America: 40 Years of Wandering
CAS Prof Charles Stith compares the last 40 years of American history with the biblical story of wandering in the wilderness

With a population of 300 million, the United States can hardly be considered wilderness, but, in one sense, that’s how Charles Stith, director of BU’s African Presidential Archives and Research Center and a College of Arts and Sciences adjunct professor of international relations, sees America.

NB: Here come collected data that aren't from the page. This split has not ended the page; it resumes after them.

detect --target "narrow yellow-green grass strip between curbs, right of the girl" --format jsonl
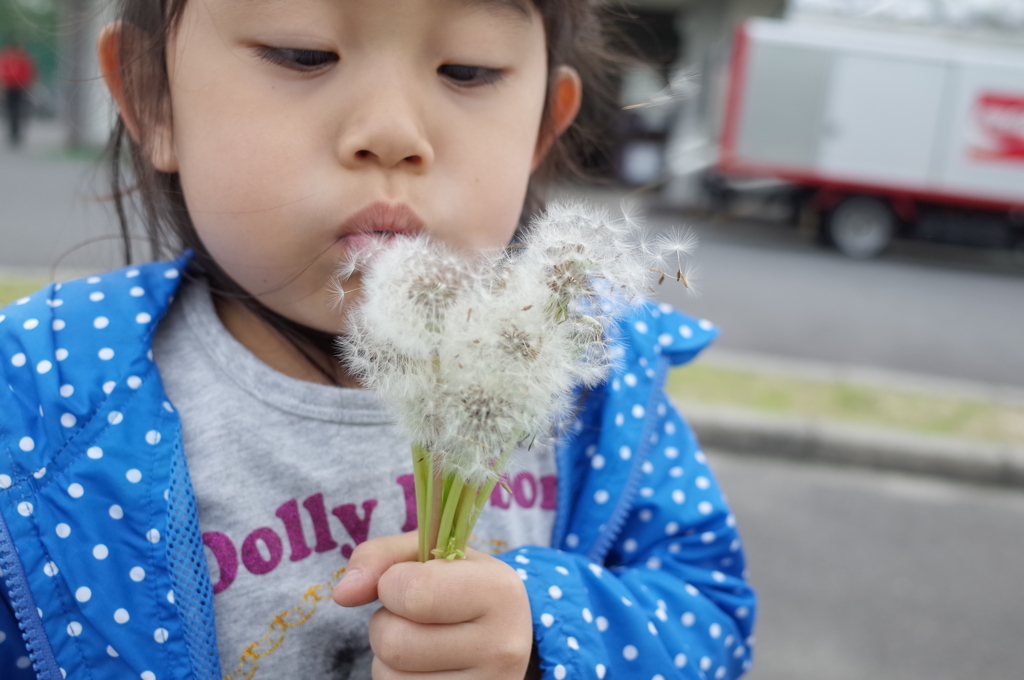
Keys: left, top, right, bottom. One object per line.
{"left": 667, "top": 364, "right": 1024, "bottom": 449}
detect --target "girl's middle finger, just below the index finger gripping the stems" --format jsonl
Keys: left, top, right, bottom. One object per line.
{"left": 370, "top": 609, "right": 483, "bottom": 678}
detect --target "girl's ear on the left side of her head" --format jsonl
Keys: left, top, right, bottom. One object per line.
{"left": 96, "top": 22, "right": 178, "bottom": 172}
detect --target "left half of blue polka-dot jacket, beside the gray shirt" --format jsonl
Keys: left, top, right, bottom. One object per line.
{"left": 0, "top": 263, "right": 188, "bottom": 680}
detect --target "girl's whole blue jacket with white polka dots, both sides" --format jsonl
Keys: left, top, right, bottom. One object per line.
{"left": 0, "top": 264, "right": 754, "bottom": 680}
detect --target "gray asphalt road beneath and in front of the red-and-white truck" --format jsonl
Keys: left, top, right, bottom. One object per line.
{"left": 651, "top": 216, "right": 1024, "bottom": 388}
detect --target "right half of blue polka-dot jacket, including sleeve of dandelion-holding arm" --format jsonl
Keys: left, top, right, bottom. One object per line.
{"left": 495, "top": 306, "right": 753, "bottom": 680}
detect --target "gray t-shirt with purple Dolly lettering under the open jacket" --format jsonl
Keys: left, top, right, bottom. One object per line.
{"left": 154, "top": 281, "right": 557, "bottom": 679}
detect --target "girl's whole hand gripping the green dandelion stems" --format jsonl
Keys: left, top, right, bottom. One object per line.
{"left": 334, "top": 532, "right": 534, "bottom": 680}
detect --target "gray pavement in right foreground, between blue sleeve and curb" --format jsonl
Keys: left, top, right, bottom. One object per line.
{"left": 709, "top": 452, "right": 1024, "bottom": 680}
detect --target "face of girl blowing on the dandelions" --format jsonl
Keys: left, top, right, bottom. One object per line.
{"left": 152, "top": 0, "right": 574, "bottom": 332}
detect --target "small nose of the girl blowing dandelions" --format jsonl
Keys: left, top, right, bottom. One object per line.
{"left": 338, "top": 83, "right": 434, "bottom": 172}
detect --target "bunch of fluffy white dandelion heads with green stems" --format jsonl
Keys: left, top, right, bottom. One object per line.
{"left": 339, "top": 203, "right": 695, "bottom": 561}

Stith explains his view — derived from the biblical story of the Hebrews lost in the wilderness after Moses led them out of slavery in Egypt — in a Denver Post guest column on February 3.
Stith reminds us that it has been 40 years since the assassinations of Martin Luther King, Jr. (GRS’55, Hon.’59) and Robert F. Kennedy — the length of time the Hebrews were “wandering in the wilderness,” according to biblical tradition. “In these years, the wars we’ve fought are symptomatic of a sort of wandering from the principles that have grounded this country and the American Dream,” he writes in “After 40 Years, Finding a Way Out of the Wilderness.”
Stith feels that there has been an atmosphere “of suspicion and cynicism that has hung over this country like a dark cloud for the last 40 years. As a nation, we seem to have been one step south of finding our way out of the morass. We have been lost in the wilderness.”
This year’s presidential candidates “need to understand that people are not simply calling for ‘change,’ but a chance to move beyond where we are, not just politically and economically but culturally and spiritually as well,” he writes. “People seem to be saying — and I agree — that 40 years in the wilderness is long enough.”